Call Keith King a phoenix. Four years ago, the former El Paso County state representative — and House Majority Leader to boot — was in line to become Colorado’s next Republican Speaker of the House. But things didn’t exactly go as planned. Rather than King ascending to gavel-wielding status, Republicans lost their grip on the Colorado Legislature. Two years later he was term-limited, and left the House without reaching the pinnacle he’d hoped for. And now he’s back, hoping to replace term-limited Senate Minority Leader Andy McElhany.
King has no opponent in the GOP primary for the Senate District 12 seat, representing the southwestern quadrant of El Paso County. And with a voter registration in the district of 31,214 Republicans, 17,029 Democrats and 24,655 unaffiliated, King may well sail into office with relative ease.
However, Democrats are pinning their hopes on two things: a strong candidate of their own, who currently has twice as much money as King — and the claim that the same far-right policies that led Republicans to lose their control of the Legislature in 2004 will lead to King’s defeat in November’s election.
During King’s tenure in the House, he was known primarily for his support of charter schools and school vouchers. Since leaving the Legislature in 2006, he has served as the administrator for Colorado Springs Early Colleges, a charter program that he helped initiate. King says that his work on education led some of his former constituents to urge him to run again. If elected, King says that he would focus on these same issues, and look to expand programs to allow high schoolers to take college courses as they earn their high school diplomas. He would also work to make college more affordable and accessible to "at risk" high schoolers, and he would work on economic problems.
Mike Feeley, a Denver-based attorney and former Democratic Senate minority leader, says that King’s pro-privatization stance actually hurt him while in office.
"Keith focused on one major issue, and that was school choice," says Feeley. "He was a supporter of vouchers. But what the pro-voucher movement in Colorado has come to understand is that vouchers are not going anywhere in Colorado. So they have moved to school choice options in charter schools and online schools. They know vouchers don’t fly with the voting public. Keith never gave up on that."
King, claims Feeley, was viewed as an ultra-right-wing Republican during his time in office. He appeared to be out of touch with voters, which may have actually helped the Democratic takeover in 2004.
However, King disputes that characterization. A national frustration with the Iraq War — and not his own actions — led people to vote Democratic in 2004, he says.
"I am conservative," he says. "I was trying to become speaker. I worked hard to get that opportunity. I was extremely disappointed that that didn’t happen. But I don’t think the outcome would have been any different with another person."
Even so, Democrats in El Paso County see an opportunity to elect one of their own in a district that has historically been owned by Republicans. Pete Lee, a Colorado Springs attorney, is running on the Democratic ticket. Lee, who has never before held public office, is best known for his work to promote restorative justice programs in the state’s juvenile courts. Restorative justice programming sets up a conference between the offender and the victim, so that the offender can better understand the outcome of his or her actions.

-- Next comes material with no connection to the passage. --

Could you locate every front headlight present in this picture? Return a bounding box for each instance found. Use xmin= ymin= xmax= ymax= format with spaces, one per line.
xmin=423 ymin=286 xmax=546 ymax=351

If elected, Lee says that he would work to reduce our dependence on foreign oil by backing research into clean technology. He is also interested in expanding his restorative justice work beyond the juvenile population, to adult offenders. He would also work to decrease Colorado’s high school dropout rate.
"Does Pete Lee have a chance?" asks state Sen. John Morse, one of two El Paso County Democrats in the Legislature. "I think that is completely dependent on voter turnout. I think Republicans are sick and tired of right-wing Republican conservative policies. I think they will vote in droves for something other than right-wing conservative policies. And I think that Keith King is the epitome of a person with right-wing ideas."
Lee concedes that he can’t expect to win without support from Republican voters.
"No doubt about it," he says. "I am a moderate. There are Republicans who are frustrated with their own party. … They look at a person like me who has run a small business and has good credentials and recognize that maybe I represent or come closer to the ideas they believe in."
So far, Lee has nearly $17,500 cash on hand, while King has less than half of that. Most of King’s cash comes from an account set up to elect him to the House several years ago. King vows he plans to ratchet up his fundraising in July, but says he’ll naturally have an easier time because of the district’s voter makeup.
"I am out there working and trying to win the race," he says. "In these kinds of districts — not just this one — the person with less representative voter registration has got an uphill battle. It would be the same thing as if I ran in [Democratic-controlled] Denver.